The simple Pythomnic execution model suggests that each request is assigned a separate thread, it is interface's responsibility to allocate a thread and launch the request processing. One possible approach is to simply create a new thread for each incoming request. This is very simple approach but also very ineffective and vulnerable to thrashing under stress load. As more requests come in, number of threads grows and with it comes the disaster. Python is not the most effective language with respect to threaded programs (to put it mildly), but under normal conditions it is compensated when the threaded code is I/O bound, as if often the case with middleware network services. Nevertheless, as the number of threads grows, the service starts thrashing and consuming resources enormously. This will eventually result in most of the requests being aborted, but such failure mode is unpredictable and most certainly not graceful. Besides, there is no resiliency guarantee, for example a Python (2.4) program under Windows can be demonstrated to repeatedly hang after having created about a thousand threads.

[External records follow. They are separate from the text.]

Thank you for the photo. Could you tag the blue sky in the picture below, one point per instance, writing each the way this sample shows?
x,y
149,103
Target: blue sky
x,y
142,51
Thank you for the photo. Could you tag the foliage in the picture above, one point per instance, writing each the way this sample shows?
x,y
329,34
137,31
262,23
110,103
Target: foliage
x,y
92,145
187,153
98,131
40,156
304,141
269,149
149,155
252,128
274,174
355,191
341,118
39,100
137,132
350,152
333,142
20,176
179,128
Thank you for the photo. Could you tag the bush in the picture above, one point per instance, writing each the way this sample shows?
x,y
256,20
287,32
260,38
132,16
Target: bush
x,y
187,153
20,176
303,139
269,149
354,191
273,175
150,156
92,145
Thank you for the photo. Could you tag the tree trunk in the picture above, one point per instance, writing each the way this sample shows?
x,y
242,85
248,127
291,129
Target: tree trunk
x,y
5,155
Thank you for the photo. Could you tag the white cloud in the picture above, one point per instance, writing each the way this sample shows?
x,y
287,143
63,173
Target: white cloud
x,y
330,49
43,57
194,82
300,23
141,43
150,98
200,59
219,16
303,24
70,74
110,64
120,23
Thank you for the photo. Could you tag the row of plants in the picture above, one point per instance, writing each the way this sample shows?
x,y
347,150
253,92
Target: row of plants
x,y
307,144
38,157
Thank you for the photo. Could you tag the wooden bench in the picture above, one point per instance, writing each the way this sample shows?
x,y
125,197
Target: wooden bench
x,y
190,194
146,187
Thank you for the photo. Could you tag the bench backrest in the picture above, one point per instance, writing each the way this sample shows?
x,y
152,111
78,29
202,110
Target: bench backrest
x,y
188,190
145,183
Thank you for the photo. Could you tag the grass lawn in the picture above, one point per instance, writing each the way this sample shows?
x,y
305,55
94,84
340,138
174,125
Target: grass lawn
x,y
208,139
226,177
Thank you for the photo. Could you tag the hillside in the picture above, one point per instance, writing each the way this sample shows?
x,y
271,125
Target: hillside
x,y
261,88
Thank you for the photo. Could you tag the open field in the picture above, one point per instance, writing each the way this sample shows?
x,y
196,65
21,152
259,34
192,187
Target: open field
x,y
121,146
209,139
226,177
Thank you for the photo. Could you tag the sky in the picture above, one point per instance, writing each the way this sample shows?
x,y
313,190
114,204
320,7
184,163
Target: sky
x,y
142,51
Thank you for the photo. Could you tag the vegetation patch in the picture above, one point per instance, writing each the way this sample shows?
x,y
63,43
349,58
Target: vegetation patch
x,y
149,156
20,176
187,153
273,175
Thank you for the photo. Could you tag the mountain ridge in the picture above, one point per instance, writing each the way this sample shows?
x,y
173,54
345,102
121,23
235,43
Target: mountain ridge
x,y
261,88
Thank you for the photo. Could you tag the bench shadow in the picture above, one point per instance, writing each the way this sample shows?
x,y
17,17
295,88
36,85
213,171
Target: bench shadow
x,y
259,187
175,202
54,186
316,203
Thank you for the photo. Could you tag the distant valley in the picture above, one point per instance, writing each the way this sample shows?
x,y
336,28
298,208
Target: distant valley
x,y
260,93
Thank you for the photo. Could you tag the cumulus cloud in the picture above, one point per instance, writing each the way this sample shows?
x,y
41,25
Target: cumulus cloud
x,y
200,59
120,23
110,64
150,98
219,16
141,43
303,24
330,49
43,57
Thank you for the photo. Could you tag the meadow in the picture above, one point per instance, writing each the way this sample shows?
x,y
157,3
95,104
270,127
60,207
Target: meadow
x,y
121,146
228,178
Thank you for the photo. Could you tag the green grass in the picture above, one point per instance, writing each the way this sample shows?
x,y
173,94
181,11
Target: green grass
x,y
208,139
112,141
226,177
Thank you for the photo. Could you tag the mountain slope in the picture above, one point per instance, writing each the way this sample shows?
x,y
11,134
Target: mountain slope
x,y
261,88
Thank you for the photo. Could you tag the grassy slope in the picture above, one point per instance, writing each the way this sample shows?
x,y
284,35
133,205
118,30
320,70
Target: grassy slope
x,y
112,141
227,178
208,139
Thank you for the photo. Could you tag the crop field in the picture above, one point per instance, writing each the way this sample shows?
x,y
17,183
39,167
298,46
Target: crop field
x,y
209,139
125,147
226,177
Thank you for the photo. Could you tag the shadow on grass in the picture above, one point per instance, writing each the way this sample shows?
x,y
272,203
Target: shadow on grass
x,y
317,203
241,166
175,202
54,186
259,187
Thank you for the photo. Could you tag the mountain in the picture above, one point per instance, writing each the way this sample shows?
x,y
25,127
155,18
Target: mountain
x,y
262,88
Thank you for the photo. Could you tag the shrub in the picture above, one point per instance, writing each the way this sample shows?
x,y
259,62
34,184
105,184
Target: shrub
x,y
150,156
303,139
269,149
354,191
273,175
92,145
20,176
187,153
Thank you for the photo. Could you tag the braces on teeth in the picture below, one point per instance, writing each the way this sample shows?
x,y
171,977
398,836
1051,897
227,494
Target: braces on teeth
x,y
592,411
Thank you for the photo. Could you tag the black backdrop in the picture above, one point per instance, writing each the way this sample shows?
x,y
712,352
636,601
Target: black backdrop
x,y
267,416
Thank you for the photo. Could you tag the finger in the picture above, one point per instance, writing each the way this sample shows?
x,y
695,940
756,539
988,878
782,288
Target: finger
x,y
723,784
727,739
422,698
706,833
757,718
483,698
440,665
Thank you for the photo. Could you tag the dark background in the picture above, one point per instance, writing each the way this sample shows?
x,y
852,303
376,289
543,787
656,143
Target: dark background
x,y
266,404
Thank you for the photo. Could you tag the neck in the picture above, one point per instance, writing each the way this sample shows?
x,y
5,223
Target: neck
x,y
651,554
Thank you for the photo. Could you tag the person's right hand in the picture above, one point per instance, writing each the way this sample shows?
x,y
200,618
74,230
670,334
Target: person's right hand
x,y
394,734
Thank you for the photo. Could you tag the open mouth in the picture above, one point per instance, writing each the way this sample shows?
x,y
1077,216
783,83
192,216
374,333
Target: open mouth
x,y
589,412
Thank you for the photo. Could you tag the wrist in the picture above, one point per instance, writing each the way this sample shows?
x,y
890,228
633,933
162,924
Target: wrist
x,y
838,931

The number of request-processing threads thus needs to be limited, which raises the next important question - how to share a few worker threads across the abundant incoming requests. Theoretically, a pool of threads can implement a form of cooperative multitasking, where a single thread can switch between processing several requests, but this approach requires the application to be written in a very special way, not simple to understand or implement.
The default Pythomnic behavior is therefore different - each synchronous interface does indeed own a pool of threads, but a thread is assigned to a request permanently and runs it to completion. Whenever a request arrives and no worker thread is available, the request is queued up and the time it spends waiting for a free worker thread is deducted from its time to complete. When a request finally gets to execute, and it has already spent too long waiting in a queue, it is cancelled without any processing at all.
This way, even a huge number of requests won't cause neither an overload nor a prolonged starvation, because as the load drops the queued requests get quickly cancelled and the interface returns to the norm. This also implies that the number of requests that can be executed simultaneously is limited to the number of the interface worker threads.
The described behaviour provides the graceful and predictable failure mode as well as resilience.